Dairy panel details ideas Tax breaks, supports for farmers included

AUGUSTA – The preliminary report of a six-month study of the state’s dairy industry recommends several options to save Maine’s farms, including tax breaks and a price support system.

The Governor’s Task Force on the Sustainability of the Dairy Industry, which presented the draft report this week, suggests a three-tiered support system that would provide immediate relief to farmers when the price of milk is low.

Described by dairy expert Timothy Dalton, an economics professor at the University of Maine, as “a safety net,” the $5 million proposal would provide subsidies based on the production size of each farm.

Suggestions in the draft report ranged from exempting all farm equipment and buildings from personal and property taxes to establishing Pine Tree Farm Zones to creating a vendors fee on milk that would prevent milk prices paid to farmers from dropping below the cost of production.

The panel has been meeting – sometimes weekly – since May after more than 12 months of plummeting dairy prices resulted in a crisis in the industry, reducing the number of dairy farms in Maine to less than 400, down from 450 two years ago.
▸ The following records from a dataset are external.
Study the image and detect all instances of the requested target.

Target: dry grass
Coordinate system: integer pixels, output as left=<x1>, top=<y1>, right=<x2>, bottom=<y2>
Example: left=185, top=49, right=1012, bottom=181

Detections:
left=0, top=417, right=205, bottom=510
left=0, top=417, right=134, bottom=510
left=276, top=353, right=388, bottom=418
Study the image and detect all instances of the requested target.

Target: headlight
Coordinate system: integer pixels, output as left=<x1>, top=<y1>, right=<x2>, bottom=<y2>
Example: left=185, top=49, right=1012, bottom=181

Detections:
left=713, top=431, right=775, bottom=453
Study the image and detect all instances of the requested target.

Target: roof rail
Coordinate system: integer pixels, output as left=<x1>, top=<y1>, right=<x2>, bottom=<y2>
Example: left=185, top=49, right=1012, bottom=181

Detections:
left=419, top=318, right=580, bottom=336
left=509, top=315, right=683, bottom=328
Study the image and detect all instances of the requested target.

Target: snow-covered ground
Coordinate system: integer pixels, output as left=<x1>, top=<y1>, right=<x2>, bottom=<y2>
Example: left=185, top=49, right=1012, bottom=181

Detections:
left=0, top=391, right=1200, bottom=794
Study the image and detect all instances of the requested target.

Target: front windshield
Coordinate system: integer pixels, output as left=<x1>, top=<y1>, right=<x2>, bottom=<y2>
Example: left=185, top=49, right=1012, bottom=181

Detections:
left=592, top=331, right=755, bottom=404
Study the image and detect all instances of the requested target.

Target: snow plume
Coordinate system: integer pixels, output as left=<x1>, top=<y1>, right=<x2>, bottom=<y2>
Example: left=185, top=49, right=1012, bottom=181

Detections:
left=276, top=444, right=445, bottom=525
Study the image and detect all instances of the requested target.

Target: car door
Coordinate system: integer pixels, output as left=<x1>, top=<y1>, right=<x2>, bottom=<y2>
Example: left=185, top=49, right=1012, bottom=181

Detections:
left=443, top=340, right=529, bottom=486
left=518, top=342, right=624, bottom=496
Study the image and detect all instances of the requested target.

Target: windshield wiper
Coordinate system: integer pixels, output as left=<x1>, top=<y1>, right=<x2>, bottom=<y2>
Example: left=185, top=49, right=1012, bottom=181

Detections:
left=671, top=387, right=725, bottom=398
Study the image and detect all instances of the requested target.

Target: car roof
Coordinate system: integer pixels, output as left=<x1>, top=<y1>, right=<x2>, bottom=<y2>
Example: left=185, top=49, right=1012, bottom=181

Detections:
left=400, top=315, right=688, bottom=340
Members of the panel include farmers, processors and economists split into four subcommittees.

Dalton has been leading the Milk Handling Tax Committee, which has been wrestling with creating a program that is fair for all farms, regardless of size. Two options have been researched: a tiered-payment plan based on production size and a flat-rate program.

Both are based on installing an 8-cents-per-gallon fee on milk that would be paid by consumers into the state’s General Fund. The Department of Agriculture would request an appropriation equal to the amount paid to the General Fund by consumers. Payments to farmers from the department would kick in when the prices they receive for milk fall below $16 per hundredweight.

This plan was tabled by the Legislature’s Taxation Committee last spring pending the task force report.

According to the task force’s computations, average milk prices would remain between $15.36 and $16.94 under the tiered system, depending on a farm’s production, and never would dip below the cost of production.

Under the flat payment system, the program could cost up to $7.7 million annually, while a tiered system is estimated at $5.2 million. “It is a much more efficient use of taxpayer funds,” Dalton said of the tiered system.

In addition, mathematical calculations based on dropping milk prices indicate that the tiered program will not fluctuate with market changes.

Some large farmers, however, are balking at the tiered system because it pays more to small farmers, which make up 65 percent of all farms.

The 8 cents per gallon in the marketplace translates to about $1 more per hundredweight for each farmer. But it is the stabilization of the market that farmers are seeking. “The price per hundredweight will never drop below the cost of production,” said Dalton, “because that is what the entire formula is based on.”

The public is invited to comment on the report from 1 to 4 p.m. Wednesday, Oct. 29, at the St. Paul Center, 136 State St., Augusta. The completed document and recommendations will be presented to Gov. John E. Baldacci by Nov. 15.